Valved conduits are frequently used in congenital heart surgery to establish continuity between the right ventricle and the pulmonary arteries. The Contegra bovine jugular vein (Medtronic Inc, Minneapolis, MN) is a conduit that incorporates a tri-leaflet valve and affords off-the-shelf availability, good handling characteristics, and excellent hemodynamics. However, complications related to the use of this device have been reported, with conduit failure occurring mainly as a consequence of stenosis, conduit thrombosis, and valve regurgitation. We present a case of aneurysmal conduit failure of a 14-mm Contegra conduit used to reconstruct the right ventricular outflow tract.
Because the Contegra bovine jugular vein conduit (Medtronic Inc, Minneapolis, MN) was introduced for right ventricular outflow tract reconstruction in 1999, aneurysmal dilatation of the conduit has been very rarely reported [1, 2]. When identified, it is restricted to the proximal portion of the conduit, and it represents a false aneurysm or pseudoaneurysm resulting from partial dehiscence of the conduit from the right ventricle [3]. We report a case of uniform aneurysmal dilatation (without pseudoaneurysm formation) of a Contegra conduit (Medtronic Inc) with preserved competency of the valve.

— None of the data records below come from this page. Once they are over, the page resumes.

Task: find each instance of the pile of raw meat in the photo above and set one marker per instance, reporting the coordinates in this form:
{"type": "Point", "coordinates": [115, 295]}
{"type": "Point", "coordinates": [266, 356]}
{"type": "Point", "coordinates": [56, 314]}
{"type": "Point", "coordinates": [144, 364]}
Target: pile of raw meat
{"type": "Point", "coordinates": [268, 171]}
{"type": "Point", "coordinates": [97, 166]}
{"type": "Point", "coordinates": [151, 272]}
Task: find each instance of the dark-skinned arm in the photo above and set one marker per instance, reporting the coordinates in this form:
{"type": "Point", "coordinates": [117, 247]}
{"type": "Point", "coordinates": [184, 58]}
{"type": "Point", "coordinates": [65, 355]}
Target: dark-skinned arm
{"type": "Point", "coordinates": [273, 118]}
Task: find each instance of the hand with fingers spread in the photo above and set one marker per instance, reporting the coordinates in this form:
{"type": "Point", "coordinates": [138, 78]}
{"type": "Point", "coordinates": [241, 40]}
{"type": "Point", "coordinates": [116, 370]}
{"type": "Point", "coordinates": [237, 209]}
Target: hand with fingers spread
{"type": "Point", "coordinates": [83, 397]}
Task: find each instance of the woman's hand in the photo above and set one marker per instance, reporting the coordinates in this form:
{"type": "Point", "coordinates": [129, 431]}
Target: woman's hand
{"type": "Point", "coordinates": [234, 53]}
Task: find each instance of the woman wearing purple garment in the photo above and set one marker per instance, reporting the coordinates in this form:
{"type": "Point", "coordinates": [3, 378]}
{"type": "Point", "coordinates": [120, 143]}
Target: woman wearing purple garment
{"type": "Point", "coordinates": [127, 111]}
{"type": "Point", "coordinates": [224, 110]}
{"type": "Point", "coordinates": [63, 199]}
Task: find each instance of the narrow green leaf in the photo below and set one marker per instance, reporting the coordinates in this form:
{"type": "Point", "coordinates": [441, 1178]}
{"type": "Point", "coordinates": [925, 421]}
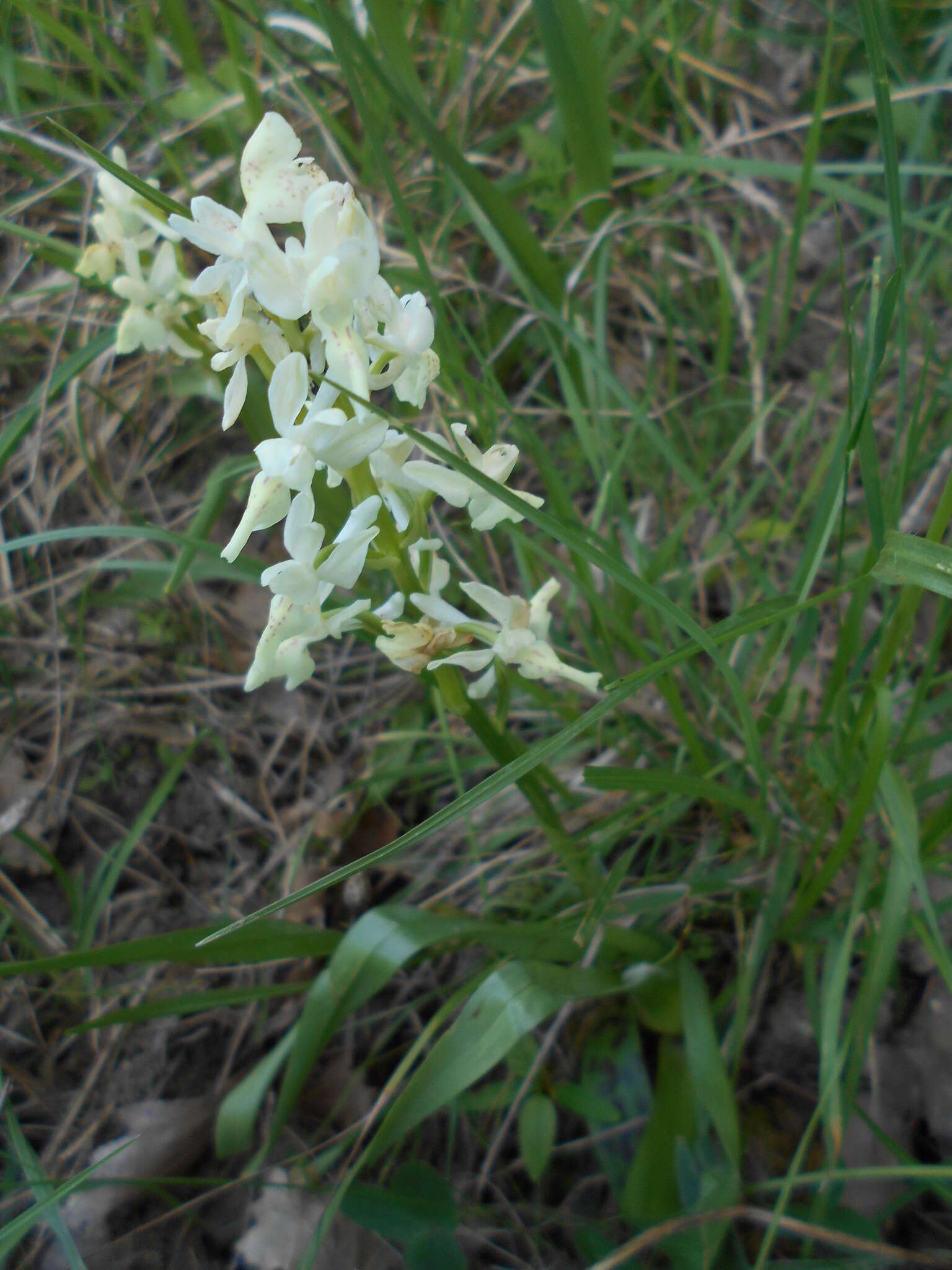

A 2.5-year-old baby girl was born weighing 1.5 kg at 34 weeks gestation. A diagnosis of Vacterl syndrome, double outlet right ventricle, and pulmonary atresia with borderline left ventricle was made. She had anatomic repair surgery at 12 days of age with the interposition of an 8-mm pulmonary homograft between the right ventricle (RV) and the pulmonary artery (PA) and ventricular septal defect closure was made with a Dacron patch (C. R. Bard Inc, Murray Hill, NJ). The atrial septal defect was left open. She did well initially, but she was diagnosed with mitral stenosis at age 1 year. The mitral valve was balloon dilated, but recurrence of mitral stenosis by catheterization (mean gradient, 12 mm Hg; left atrial pressure, 28; left ventricular end-diastolic pressure, 18 mm Hg) and PA hypertension (60/46, mean 25 mm Hg) led to mitral valvuloplasty consisting of surgical resection of a supramitral ring, resection of secondary chords of the anterior leaflet, and conduit change 4 months later. The RV–PA homograft was replaced at that time with a 14-mm Contegra RV–PA conduit. She recovered uneventfully, but she also had both mitral stenosis (mean gradient, 5 mm Hg) and pulmonary hypertension (60/20 mean, 35 mm Hg) develop 13 months later. Imaging by echocardiography, magnetic resonance imaging, and angiography demonstrated severe aneurysmal dilatation of the 14-mm Contegra conduit to 26 to 28 mm (Fig 1, Fig 2). No distal stenosis was identified, and no conduit regurgitation was found. There was a similar uniform dilatation of the valve leaflets, and the valve remained competent as assessed by preoperative catheterization, echocardiography, and magnetic resonance imaging. Dynamic compression of a malpositioned right coronary artery by the dilated conduit was suspected by angiography and magnetic resonance imaging (Fig 3).
The patient was taken to the operating room for mitral valvuloplasty and conduit change. On inspection, the conduit was uniformly dilated from the proximal ventricular anastomosis to the distal anastomosis. At this time, the posterior leaflet of the mitral valve was enlarged with a pericardial patch and a recurrent supramitral ring was resected, and the anterior leaflet was thinned out. In addition, both commissures were scored. With respect to the conduit, no distal stenosis was identified. The conduit was replaced with a 20-mm aortic homograft. Gram stain and bacterial and fungal cultures were negative. Six months after surgery the patient is alive with no stenosis or regurgitation across the conduit and with a mean mitral gradient of 6 mm Hg.
Comment
Aneurysmal dilatation of the Contegra conduit (Medtronic Inc) has been rarely reported [1, 2, 3]. When identified, it is usually confined to the proximal anastomosis (pseudoaneurysm) and is commonly associated with distal anastomotic stenosis [4]. In our patient, true aneurysmal dilatation of the 14-mm unsupported Contegra device was observed in the setting of elevated pulmonary artery pressure, but without evidence for distal conduit or branch pulmonary artery stenosis. The mechanism(s) of failure are unknown, but mechanical stress and/or immunologic factors could be involved [5]. However, this generalized dilatation of the conduit is rare and may represent a new means of failure related to the Contegra graft. Close follow-up on this device in patients is warranted.
Acknowledgments
Funding:
This work was supported by the National Institutes of Health under award number: T32 HL007572. The content is solely the responsibility of the authors and does not necessarily represent the official views of the National Institutes of Health.